The Australian Capital Territory and the Northern Territory may soon wrestle back control of their euthanasia laws more than two decades after the NT's landmark legalisation of the practice was voided by the Commonwealth – a move supported by the Conservative Party.
The ABC reports, a motion put forward by Liberal Democrats senator David Leyonhjelm, which could see the territory governments rather than the federal government legislate on the issue in their jurisdictions, passed today.
In 1995, the Northern Territory famously became the first Australian jurisdiction to legalise euthanasia.
But that was effectively voided two years later when the federal government passed a bill that banned the ACT and NT from legalising assisted suicide.
It remains in place, despite Victoria passing its voluntary euthanasia law in October last year, and the NT Chief Minister Michael Gunner urging Prime Minister Malcolm Turnbull to "alter" his Government's position on the issue.
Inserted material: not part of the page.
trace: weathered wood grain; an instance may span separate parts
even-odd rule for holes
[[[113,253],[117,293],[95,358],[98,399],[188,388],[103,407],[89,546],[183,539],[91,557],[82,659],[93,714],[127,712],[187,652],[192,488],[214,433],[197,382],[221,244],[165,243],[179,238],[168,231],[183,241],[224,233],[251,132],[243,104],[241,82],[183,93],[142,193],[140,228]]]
The passing of Mr Leyonhjelm's motion today will now see his Restoring Territory Rights (Assisted Suicide Legislation) bill debated in the Senate in August, followed by a free vote.
If successful, it is likely to then progress to the House of Representatives for another debate and vote.
Conservative Party leader Cory Bernardi has told Paul Murray Live on Sky News Senator Leyonhjelm has obviously done a deal with the Prime Minister which effectively undermines the constitutional links between the Territory and the Commonwealth government.